My host was out of town, the neighbours asleep. Whatever to do?
I picked the lock, of course.
What an auspicious start!
Next up: an historic blizzard! I was food poisoned not once but twice! Byron arrived to join the fun but instead succumbed to the same vomitous malady, and we spent New Year's Eve alternating between retching and watching ominous movies that pondered the question of what would happen to civil liberties if there were ever a serious terrorist attack against the city.

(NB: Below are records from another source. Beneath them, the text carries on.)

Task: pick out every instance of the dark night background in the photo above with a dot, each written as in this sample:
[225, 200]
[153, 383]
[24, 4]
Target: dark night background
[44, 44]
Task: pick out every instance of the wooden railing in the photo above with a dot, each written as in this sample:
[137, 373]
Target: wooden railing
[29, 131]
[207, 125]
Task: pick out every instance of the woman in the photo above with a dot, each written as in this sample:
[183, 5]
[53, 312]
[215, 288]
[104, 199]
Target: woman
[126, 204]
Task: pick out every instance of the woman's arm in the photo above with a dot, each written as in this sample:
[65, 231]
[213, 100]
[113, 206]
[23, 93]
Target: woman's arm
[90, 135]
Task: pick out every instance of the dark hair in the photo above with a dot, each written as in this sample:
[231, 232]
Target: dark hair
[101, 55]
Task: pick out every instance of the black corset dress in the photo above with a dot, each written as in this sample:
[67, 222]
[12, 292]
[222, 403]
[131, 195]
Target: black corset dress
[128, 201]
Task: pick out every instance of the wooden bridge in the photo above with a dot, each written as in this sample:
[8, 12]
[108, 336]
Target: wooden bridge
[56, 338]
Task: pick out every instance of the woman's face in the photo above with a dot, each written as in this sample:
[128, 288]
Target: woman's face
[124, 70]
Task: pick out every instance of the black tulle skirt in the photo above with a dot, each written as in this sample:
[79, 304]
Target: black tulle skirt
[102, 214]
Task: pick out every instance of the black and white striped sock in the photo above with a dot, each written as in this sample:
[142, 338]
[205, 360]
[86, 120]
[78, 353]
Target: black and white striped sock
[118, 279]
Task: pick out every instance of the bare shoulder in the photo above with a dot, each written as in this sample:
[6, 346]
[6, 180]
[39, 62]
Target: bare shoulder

Once he departed I recovered just enough to borrow a strange suede coat and rummage up a warmer hat before meeting Ayun, with brand-new baby Milo strapped to her chest. We walked around in the slush and went shopping at Vivienne Tam for some mysterious reason - Greg, or Urinetown, had been nominated for an award that would necessitate grown-up clothes at the ceremony. As we trudged through upscale downtown NY she (Ayun, that is) informed me that my hat looked like a fuzzy brown toilet seat cover, a fair claim, and ten years later she likes to remind me of that fashion transgression.
I wish one of us had been sufficiently geeky to take photographs. Though I continue to wear the hat, so we could stage a re-enactment. We would just need to borrow a fresh baby.
The only true trauma occurred when I took off the coat and hat, revealing my inked arm. Strangers talked to me! Museum guards flirted with me! For the first time in my entire life!
Oh the horror.
The trip, while dire, was super fun - and it set the agenda for the next decade in both outline and subheadings.
Generous people (or hippies) would say my thirties offered "learning opportunities" and "emotional growth." I call it chaotic unacceptable nonsense. Same difference!
Since then, everything has changed and everything is still the same. I just keep moving, so far and so fast I often forget which country I am standing in.
Happy New Year! Cheers to the past, the future, the probable and the impossible! Happy birthday to all the sad winter babies and remember: spring is coming soon!